Martavis Bryant could make sense for the Redskins, at the right price

A 2017 midseason trade for Martavis Bryant made no sense for the Redskins. A 2018 offseason trade for Martavis Bryant, however, might make sense for the Redskins. 

Bryant is on the trade block, per NFL Network's Ian Rapoport, and will be an intriguing prospect for receiver-needy teams across the NFL. In parts of three seasons with the Steelers, Bryant has 17 touchdowns and a 15.2 yards-per-reception average. 

A big play threat from any place on the field, Bryant would immediately make the Redskins receiving unit more athletic and explosive. 

It's not all good news with Bryant, though.

He was suspended for the entire 2016 season after repeated drug violations and caused some distraction for Pittsburgh during the 2017 season when he asked for a trade via social media. 
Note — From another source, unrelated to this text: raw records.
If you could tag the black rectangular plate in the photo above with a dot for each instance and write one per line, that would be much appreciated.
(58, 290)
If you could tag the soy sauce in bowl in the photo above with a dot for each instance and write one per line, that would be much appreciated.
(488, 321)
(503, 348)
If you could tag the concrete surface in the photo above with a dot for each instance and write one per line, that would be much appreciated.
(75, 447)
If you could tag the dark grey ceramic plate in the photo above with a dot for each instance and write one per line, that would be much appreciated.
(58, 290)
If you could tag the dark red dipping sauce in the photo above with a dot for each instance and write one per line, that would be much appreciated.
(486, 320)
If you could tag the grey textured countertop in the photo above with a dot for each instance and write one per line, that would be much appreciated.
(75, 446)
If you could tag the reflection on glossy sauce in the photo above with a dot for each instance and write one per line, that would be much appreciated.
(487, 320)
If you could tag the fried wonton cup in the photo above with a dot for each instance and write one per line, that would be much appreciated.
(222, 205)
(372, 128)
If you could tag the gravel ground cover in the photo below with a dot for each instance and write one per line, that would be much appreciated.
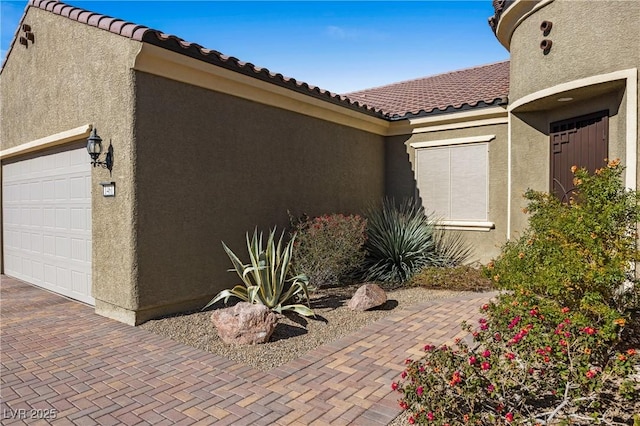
(294, 335)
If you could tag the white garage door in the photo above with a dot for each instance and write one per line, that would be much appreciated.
(47, 222)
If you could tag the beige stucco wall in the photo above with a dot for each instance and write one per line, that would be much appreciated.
(589, 38)
(590, 41)
(71, 76)
(212, 167)
(401, 181)
(530, 152)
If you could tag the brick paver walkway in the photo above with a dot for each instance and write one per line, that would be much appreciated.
(62, 360)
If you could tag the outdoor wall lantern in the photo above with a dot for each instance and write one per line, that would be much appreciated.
(94, 147)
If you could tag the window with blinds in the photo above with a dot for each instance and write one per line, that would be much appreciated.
(452, 181)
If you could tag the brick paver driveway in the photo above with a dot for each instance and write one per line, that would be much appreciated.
(62, 361)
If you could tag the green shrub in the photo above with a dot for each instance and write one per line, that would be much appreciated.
(329, 248)
(531, 361)
(402, 239)
(266, 278)
(579, 254)
(546, 352)
(462, 278)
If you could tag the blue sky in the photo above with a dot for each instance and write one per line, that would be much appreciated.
(340, 46)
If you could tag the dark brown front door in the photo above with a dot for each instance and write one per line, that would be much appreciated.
(582, 142)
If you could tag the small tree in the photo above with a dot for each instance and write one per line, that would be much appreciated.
(581, 254)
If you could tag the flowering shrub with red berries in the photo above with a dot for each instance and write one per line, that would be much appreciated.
(550, 349)
(329, 249)
(527, 360)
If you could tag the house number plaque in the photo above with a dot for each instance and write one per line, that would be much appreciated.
(108, 189)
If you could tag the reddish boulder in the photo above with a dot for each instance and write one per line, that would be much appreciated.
(367, 296)
(244, 323)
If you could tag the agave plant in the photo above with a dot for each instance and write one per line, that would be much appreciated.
(402, 239)
(266, 278)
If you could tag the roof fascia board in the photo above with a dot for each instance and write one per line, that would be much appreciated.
(48, 141)
(166, 63)
(460, 120)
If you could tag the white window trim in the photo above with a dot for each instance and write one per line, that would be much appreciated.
(460, 225)
(463, 225)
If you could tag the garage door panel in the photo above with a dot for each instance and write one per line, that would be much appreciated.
(36, 243)
(47, 222)
(36, 217)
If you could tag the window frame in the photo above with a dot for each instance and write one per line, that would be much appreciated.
(460, 225)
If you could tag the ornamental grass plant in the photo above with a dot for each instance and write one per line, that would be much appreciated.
(402, 239)
(554, 346)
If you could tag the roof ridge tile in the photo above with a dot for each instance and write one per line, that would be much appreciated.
(379, 103)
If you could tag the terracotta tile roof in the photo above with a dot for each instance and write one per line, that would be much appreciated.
(194, 50)
(439, 93)
(458, 90)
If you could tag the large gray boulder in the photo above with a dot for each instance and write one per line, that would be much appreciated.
(244, 323)
(366, 297)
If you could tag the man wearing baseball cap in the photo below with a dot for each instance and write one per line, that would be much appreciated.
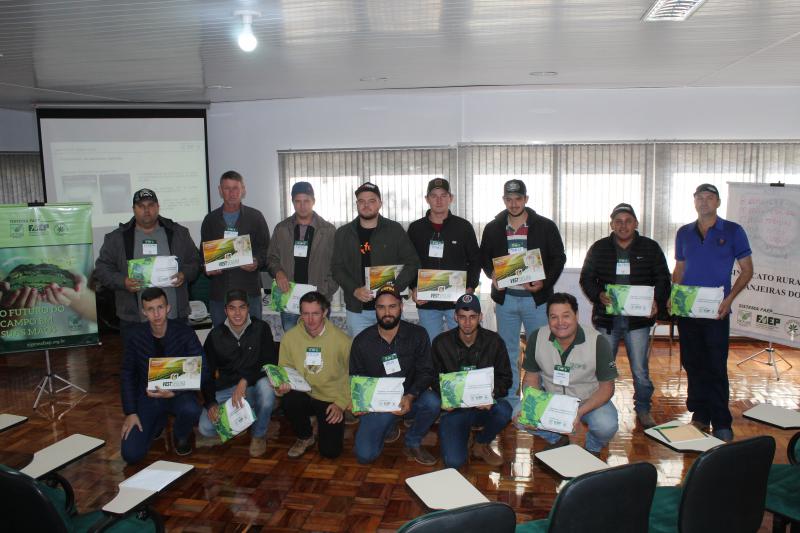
(627, 258)
(232, 219)
(470, 347)
(395, 348)
(443, 241)
(146, 234)
(705, 252)
(301, 249)
(370, 240)
(517, 229)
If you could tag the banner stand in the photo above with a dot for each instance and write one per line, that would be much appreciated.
(772, 353)
(46, 384)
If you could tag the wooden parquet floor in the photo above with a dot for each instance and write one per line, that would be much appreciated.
(229, 491)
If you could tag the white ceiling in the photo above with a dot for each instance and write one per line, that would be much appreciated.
(118, 51)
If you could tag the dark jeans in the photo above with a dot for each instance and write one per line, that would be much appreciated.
(153, 417)
(455, 425)
(298, 406)
(704, 355)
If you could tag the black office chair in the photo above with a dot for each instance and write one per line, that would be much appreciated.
(26, 506)
(496, 517)
(617, 499)
(724, 491)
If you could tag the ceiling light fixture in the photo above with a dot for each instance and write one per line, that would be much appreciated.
(672, 10)
(247, 41)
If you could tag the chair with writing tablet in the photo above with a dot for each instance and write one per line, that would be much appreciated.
(617, 499)
(724, 490)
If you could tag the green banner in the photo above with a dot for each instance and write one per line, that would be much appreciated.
(45, 262)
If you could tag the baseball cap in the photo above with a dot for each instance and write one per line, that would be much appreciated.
(438, 183)
(302, 187)
(144, 194)
(706, 187)
(470, 302)
(623, 208)
(515, 187)
(368, 187)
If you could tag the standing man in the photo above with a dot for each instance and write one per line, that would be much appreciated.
(301, 248)
(564, 357)
(395, 348)
(369, 240)
(518, 229)
(145, 410)
(319, 351)
(232, 219)
(146, 234)
(236, 352)
(705, 251)
(627, 258)
(443, 242)
(470, 347)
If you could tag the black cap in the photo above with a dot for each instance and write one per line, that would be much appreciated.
(235, 294)
(302, 187)
(706, 187)
(470, 302)
(439, 183)
(368, 187)
(515, 187)
(623, 208)
(144, 194)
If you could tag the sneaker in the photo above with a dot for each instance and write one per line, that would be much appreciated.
(393, 434)
(300, 446)
(646, 419)
(420, 455)
(258, 446)
(485, 452)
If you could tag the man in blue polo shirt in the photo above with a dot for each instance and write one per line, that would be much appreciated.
(705, 251)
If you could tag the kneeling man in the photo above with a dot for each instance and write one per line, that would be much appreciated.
(566, 358)
(470, 347)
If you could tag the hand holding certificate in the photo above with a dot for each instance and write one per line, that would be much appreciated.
(518, 268)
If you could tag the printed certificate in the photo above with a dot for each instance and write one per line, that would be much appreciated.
(289, 301)
(154, 270)
(174, 373)
(467, 388)
(441, 285)
(376, 395)
(630, 300)
(227, 253)
(278, 375)
(547, 411)
(518, 268)
(696, 302)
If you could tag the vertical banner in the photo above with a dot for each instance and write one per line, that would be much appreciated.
(769, 308)
(45, 262)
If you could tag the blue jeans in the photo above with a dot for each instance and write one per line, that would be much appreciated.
(261, 398)
(436, 321)
(513, 313)
(455, 425)
(704, 355)
(217, 309)
(636, 344)
(358, 322)
(602, 424)
(153, 417)
(373, 427)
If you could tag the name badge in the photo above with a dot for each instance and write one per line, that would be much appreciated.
(436, 249)
(391, 364)
(149, 247)
(301, 248)
(561, 375)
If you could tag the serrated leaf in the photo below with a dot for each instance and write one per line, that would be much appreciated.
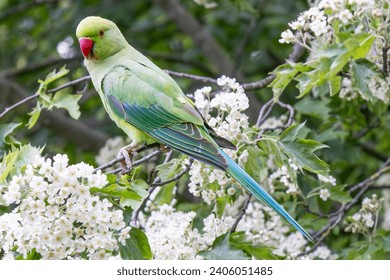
(284, 75)
(313, 107)
(137, 246)
(165, 195)
(68, 102)
(168, 170)
(359, 44)
(117, 191)
(334, 85)
(34, 116)
(7, 164)
(5, 133)
(222, 249)
(24, 155)
(54, 75)
(338, 194)
(315, 77)
(140, 188)
(259, 251)
(302, 150)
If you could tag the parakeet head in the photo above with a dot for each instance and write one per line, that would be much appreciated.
(99, 38)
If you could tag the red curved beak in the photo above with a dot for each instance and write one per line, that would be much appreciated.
(86, 46)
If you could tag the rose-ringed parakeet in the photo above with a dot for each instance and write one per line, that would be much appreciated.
(149, 106)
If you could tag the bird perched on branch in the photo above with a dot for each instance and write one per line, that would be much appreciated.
(149, 106)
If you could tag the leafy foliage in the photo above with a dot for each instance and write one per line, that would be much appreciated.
(337, 93)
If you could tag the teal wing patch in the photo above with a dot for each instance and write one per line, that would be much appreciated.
(149, 110)
(185, 137)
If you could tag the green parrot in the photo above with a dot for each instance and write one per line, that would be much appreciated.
(149, 106)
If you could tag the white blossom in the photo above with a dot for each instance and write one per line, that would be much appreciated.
(56, 215)
(324, 194)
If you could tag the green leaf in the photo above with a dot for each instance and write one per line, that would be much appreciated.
(313, 107)
(362, 72)
(117, 191)
(334, 85)
(130, 193)
(68, 102)
(7, 164)
(315, 77)
(54, 75)
(34, 116)
(168, 170)
(359, 44)
(5, 133)
(259, 251)
(165, 195)
(137, 246)
(140, 188)
(284, 75)
(222, 249)
(338, 194)
(301, 150)
(11, 166)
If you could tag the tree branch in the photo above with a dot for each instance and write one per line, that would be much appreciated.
(153, 187)
(121, 158)
(177, 176)
(135, 163)
(336, 217)
(76, 131)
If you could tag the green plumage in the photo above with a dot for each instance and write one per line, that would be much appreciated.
(149, 106)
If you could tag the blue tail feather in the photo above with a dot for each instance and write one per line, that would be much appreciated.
(247, 181)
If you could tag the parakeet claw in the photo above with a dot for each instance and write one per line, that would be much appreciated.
(129, 153)
(164, 148)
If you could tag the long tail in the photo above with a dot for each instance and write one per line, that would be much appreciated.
(244, 179)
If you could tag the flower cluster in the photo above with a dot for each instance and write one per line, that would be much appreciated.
(318, 22)
(365, 219)
(172, 237)
(328, 180)
(56, 215)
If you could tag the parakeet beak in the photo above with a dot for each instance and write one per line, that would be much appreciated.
(86, 46)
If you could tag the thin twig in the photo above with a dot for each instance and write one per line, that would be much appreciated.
(259, 84)
(36, 95)
(135, 163)
(264, 112)
(242, 213)
(69, 84)
(385, 66)
(120, 158)
(17, 104)
(337, 216)
(190, 76)
(153, 187)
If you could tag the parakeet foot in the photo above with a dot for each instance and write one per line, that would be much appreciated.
(165, 148)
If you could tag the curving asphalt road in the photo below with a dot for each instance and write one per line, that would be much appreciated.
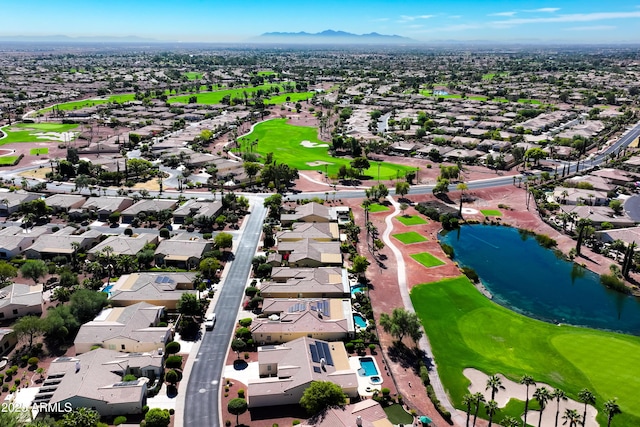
(203, 392)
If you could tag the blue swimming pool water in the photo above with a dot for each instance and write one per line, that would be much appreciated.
(360, 321)
(367, 367)
(529, 279)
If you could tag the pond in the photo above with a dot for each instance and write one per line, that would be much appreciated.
(531, 280)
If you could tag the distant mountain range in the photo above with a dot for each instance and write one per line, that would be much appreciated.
(331, 37)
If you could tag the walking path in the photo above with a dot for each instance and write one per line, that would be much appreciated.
(423, 344)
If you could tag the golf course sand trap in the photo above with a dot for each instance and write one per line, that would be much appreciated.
(518, 391)
(56, 136)
(318, 163)
(309, 144)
MORE: CAN YOU GUESS THESE REDSKINS BASED ON THEIR COMBINE NUMBERS?

Is the talent enough to overcome the off-field distractions? Many would say it is. 

Last year, in just eight starts, Bryant grabbed 50 catches for more than 600 yards and three TDs. In their lone playoff loss to the Jaguars, Bryant caught two passes for 78 yards and a TD. 

Remember, too, the Steelers have an explosive offense, and Bryant is coupled with Antonio Brown on the receiver front along with Ben Roethlisberger at quarterback and Le'Veon Bell at running back. The Pittsburgh offense is loaded. 

Washington's offense is not nearly the prolific unit that the Steelers send out, but Jay Gruden does design a good offense. 

The real question surrounding any talk of trading for Bryant is the cost.

The Redskins are not in a position to send away any more draft picks this offseason after giving up a third-round pick, in addition to Kendall Fuller, to acquire Alex Smith. Bruce Allen and the Redskins front office need to improve their team in plenty of spots, and the team's draft picks are quite valuable. 

Bryant only has one year remaining on his rookie deal, and it's hard to balance that sort of short-term investment with the value of adding a rookie committed to the team for at least four years. Perhaps a late-round pick would make sense, but it would need to be a sixth-rounder. 

This could be one of those rare situations in the NFL where a player for player swap could work, though pulling that type of maneuver requires a lot of moving parts.